Sensing an opportunity to catch the Royalists at a weak point, the Parliamentarians assembled an army and planned an assault on Selby as the first step of a push toward York. Lord Fairfax brought a contingent from Hull joining with his son, Sir Thomas Fairfax, who came from Cheshire with his cavalry and a number of Lancashire infantrymen. In addition, the Fairfaxes were joined by Colonel John Lambert from the garrison at Bradford and Sir John Meldrum from the Midlands Association. Combined altogether, the Parliamentarians fielded a force of approximately 1,500 horse and 1,800 foot.

==Battle==
On 11 April 1644, the Parliamentarian army of Lord Fairfax reached Selby. The town of Selby was unfortified, but surrounded by water obstacles including flooded fields and the River Ouse. Because of the water, there were only four roads leading into the town and on each of the roads, the Royalists had erected and manned barricades.

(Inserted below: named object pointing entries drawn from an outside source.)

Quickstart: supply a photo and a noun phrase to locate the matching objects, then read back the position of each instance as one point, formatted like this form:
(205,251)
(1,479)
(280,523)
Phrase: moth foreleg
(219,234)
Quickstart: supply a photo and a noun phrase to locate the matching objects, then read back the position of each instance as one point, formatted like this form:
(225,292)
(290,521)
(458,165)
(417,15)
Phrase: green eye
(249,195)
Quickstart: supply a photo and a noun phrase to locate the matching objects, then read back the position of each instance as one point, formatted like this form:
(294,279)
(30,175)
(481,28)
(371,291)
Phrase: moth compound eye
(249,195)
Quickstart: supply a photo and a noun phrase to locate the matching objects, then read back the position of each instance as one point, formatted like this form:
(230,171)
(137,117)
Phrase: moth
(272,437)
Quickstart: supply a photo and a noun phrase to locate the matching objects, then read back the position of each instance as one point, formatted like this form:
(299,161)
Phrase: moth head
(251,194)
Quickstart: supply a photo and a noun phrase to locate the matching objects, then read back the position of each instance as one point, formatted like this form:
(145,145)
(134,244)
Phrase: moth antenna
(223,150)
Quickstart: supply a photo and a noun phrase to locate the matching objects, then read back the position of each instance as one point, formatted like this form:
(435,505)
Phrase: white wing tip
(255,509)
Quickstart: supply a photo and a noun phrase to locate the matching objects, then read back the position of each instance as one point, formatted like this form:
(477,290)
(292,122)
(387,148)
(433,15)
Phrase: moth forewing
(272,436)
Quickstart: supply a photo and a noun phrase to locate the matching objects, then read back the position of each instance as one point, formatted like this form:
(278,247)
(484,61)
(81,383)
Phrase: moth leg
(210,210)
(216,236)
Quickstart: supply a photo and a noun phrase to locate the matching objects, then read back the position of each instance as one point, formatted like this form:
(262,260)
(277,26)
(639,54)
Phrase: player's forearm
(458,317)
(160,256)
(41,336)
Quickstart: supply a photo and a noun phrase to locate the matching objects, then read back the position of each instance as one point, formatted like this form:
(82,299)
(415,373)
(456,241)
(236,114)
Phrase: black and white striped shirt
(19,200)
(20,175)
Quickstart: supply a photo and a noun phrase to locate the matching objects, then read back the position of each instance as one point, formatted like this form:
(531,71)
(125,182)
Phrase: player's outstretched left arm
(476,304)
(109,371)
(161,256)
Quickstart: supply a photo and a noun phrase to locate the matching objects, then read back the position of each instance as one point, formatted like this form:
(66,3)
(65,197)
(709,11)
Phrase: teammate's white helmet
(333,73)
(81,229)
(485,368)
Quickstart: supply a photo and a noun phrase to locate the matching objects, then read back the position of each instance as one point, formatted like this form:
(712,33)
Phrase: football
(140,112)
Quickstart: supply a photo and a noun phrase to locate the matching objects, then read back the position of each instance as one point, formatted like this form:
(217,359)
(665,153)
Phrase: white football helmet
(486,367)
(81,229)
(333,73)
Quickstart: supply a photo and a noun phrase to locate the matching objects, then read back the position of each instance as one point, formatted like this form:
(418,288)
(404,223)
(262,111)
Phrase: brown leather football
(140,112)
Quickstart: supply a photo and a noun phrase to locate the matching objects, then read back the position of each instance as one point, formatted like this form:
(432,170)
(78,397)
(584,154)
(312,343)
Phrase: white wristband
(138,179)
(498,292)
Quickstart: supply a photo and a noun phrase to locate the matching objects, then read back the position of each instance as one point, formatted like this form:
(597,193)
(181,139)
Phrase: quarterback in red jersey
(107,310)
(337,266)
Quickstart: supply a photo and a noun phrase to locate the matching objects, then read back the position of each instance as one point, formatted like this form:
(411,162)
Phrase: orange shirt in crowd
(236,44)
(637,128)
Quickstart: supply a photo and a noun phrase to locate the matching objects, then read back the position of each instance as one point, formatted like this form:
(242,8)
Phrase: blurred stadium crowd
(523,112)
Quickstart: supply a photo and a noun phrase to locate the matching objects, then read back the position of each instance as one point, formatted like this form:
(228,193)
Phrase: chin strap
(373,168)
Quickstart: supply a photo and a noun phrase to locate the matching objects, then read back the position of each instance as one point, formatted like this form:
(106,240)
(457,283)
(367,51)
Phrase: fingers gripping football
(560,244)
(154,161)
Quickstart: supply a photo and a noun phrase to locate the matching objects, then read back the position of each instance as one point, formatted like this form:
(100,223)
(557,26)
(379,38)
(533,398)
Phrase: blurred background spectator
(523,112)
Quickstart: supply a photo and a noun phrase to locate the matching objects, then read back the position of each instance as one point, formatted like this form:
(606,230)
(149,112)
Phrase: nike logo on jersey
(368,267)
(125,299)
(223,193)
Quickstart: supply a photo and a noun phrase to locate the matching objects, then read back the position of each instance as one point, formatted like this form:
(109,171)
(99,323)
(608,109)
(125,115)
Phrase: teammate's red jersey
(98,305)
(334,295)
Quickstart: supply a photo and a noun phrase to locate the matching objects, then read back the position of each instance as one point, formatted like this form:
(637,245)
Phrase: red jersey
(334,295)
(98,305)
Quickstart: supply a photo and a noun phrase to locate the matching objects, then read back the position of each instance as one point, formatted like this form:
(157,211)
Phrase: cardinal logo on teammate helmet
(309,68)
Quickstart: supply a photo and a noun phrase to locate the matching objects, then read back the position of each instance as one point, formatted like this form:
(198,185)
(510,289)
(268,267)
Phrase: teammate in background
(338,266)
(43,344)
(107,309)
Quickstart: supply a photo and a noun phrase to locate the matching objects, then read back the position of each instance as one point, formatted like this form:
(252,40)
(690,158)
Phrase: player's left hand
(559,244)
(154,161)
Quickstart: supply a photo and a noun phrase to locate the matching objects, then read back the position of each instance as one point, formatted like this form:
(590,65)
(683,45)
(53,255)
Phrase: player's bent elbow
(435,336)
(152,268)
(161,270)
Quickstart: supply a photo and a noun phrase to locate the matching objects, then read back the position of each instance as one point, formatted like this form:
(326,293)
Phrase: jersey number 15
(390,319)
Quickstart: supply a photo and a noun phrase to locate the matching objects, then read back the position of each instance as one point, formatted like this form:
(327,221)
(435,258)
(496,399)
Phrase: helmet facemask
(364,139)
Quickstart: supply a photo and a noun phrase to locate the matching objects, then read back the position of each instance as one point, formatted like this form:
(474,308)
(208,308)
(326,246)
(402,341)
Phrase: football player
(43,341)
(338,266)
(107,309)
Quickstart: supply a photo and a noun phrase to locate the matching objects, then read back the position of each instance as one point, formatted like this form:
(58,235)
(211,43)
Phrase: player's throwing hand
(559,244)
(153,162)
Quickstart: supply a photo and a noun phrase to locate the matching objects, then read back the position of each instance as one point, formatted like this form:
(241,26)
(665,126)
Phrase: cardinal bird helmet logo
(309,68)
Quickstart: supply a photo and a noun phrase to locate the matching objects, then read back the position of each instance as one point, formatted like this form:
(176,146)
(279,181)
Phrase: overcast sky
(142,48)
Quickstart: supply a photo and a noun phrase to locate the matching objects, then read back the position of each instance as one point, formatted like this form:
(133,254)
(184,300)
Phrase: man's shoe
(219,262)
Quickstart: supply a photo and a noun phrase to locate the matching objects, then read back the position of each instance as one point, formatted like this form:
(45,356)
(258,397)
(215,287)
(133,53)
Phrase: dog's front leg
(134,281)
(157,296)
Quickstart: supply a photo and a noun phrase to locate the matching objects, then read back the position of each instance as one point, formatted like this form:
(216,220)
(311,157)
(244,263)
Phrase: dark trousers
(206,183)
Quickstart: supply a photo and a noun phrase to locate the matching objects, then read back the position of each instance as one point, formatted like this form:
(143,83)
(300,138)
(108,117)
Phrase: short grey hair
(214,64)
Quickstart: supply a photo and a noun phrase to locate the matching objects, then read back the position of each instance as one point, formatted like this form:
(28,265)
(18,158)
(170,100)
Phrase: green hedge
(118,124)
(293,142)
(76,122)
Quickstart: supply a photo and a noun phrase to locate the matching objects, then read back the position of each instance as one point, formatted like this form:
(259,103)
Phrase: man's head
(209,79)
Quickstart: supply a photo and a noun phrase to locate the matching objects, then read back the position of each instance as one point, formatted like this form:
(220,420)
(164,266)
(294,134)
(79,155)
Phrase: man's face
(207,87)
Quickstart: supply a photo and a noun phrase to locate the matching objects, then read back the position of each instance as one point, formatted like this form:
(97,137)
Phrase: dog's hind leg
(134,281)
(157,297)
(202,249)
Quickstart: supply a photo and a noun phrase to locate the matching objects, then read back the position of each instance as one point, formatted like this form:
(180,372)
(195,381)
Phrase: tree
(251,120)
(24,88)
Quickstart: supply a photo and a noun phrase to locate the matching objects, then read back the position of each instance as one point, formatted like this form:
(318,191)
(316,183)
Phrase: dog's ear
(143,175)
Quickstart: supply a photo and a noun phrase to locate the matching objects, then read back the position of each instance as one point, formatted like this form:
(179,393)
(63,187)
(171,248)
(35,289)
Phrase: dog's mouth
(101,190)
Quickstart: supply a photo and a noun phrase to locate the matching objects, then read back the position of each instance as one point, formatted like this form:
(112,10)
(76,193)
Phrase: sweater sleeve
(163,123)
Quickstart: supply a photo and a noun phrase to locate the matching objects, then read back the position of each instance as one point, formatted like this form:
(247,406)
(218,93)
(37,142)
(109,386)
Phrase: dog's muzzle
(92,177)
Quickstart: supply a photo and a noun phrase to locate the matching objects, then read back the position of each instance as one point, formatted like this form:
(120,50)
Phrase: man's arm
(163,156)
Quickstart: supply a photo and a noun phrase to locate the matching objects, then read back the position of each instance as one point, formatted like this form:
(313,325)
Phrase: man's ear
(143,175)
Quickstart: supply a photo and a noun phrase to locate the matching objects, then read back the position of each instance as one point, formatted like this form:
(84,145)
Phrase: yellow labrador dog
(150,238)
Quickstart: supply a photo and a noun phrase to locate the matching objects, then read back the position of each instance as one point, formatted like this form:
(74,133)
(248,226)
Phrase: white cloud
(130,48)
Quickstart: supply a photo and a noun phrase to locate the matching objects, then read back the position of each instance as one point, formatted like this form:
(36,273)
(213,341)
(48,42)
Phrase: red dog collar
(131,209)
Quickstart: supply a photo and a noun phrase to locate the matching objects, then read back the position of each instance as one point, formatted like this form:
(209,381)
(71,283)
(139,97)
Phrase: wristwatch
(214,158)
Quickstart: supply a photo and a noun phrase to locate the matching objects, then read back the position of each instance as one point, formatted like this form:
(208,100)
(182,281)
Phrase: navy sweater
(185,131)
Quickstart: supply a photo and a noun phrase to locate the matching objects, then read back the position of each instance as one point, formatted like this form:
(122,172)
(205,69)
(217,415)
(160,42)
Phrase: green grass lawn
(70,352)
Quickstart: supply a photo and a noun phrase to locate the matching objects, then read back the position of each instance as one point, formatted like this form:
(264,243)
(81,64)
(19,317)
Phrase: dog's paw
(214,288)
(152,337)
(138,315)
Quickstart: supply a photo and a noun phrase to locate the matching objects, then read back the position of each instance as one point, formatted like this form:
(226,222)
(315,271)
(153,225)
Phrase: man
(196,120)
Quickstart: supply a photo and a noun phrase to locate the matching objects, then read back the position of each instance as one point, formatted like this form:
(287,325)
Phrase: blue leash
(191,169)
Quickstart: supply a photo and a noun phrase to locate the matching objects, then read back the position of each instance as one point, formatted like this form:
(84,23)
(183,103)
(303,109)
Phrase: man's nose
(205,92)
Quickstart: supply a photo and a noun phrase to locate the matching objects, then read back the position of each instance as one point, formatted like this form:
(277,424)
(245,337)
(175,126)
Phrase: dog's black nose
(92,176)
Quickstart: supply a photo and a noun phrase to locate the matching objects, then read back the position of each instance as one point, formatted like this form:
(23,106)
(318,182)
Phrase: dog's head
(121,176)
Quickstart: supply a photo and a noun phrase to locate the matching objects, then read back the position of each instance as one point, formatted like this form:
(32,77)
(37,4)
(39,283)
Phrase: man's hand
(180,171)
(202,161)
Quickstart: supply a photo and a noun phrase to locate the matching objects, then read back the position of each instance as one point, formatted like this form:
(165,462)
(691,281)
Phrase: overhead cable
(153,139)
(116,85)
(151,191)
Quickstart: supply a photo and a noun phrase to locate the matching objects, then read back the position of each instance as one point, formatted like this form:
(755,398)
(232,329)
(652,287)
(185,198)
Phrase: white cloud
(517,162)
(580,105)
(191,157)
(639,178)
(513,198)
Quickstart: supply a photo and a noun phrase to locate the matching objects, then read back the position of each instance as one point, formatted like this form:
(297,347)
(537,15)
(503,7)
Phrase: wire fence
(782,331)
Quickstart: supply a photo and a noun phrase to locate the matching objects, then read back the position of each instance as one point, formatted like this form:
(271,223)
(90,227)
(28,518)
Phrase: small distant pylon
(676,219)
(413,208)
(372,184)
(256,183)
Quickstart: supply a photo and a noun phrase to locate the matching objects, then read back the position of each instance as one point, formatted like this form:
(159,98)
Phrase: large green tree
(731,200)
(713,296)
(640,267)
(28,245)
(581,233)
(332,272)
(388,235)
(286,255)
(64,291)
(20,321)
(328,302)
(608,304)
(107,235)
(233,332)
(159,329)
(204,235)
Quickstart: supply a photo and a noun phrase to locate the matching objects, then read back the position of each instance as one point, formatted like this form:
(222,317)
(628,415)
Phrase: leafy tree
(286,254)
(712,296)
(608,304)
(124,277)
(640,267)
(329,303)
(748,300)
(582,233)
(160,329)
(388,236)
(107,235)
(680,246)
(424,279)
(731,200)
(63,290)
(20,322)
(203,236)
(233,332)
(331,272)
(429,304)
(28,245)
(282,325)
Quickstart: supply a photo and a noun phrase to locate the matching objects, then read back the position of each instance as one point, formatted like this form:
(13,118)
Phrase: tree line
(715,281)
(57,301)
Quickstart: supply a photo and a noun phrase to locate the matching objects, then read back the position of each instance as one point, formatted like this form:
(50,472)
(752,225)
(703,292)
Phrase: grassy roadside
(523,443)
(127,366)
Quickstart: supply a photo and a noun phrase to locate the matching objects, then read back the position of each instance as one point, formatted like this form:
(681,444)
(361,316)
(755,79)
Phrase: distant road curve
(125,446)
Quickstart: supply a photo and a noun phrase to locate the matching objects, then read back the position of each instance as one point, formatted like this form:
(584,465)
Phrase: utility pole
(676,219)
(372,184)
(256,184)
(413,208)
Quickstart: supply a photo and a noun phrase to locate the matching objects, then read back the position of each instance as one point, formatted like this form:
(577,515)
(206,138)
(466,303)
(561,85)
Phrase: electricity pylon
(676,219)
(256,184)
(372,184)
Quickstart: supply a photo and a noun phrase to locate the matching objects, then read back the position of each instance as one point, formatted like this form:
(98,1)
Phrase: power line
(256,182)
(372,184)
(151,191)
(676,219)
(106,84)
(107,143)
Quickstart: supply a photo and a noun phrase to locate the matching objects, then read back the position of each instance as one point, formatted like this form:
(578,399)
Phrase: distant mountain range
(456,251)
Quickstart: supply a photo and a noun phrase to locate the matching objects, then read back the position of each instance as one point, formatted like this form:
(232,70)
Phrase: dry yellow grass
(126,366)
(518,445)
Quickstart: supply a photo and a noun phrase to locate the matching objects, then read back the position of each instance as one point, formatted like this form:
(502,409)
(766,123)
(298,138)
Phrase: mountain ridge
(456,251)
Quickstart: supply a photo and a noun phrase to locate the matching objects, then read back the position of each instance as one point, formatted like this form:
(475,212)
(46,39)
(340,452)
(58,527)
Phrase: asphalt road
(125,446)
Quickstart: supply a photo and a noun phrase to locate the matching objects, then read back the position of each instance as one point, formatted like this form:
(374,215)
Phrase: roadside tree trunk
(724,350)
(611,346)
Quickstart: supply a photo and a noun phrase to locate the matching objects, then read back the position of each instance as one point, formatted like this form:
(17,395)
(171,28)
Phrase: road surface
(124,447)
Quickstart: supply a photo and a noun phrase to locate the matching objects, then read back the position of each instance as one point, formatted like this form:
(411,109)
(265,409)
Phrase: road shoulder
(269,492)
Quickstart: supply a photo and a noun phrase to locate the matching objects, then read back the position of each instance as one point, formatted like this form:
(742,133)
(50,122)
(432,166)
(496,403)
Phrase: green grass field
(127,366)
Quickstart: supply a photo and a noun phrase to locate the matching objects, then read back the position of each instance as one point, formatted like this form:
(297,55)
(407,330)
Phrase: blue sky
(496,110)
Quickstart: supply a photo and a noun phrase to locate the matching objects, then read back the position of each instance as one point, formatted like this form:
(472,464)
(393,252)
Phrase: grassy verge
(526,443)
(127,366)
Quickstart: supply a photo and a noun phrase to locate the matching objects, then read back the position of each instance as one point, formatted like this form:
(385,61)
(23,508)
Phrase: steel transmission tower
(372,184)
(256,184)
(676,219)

To attack the town, Lord Fairfax split his forces into three separate units, sending the infantry regiments down three of the roads simultaneously to attack the barriers. After the barriers were overtaken by the infantry, the Parliamentarian plan was to follow with their cavalry. Lord Fairfax commanded a regiment in the attack of Ousegate, Sir John Meldrum led a second regiment in the attack down Gowthorpe Lane, and Colonel Needham led a third regiment down Brayton Lane. Sir Fairfax stood at the ready with the Parliamentarian cavalry.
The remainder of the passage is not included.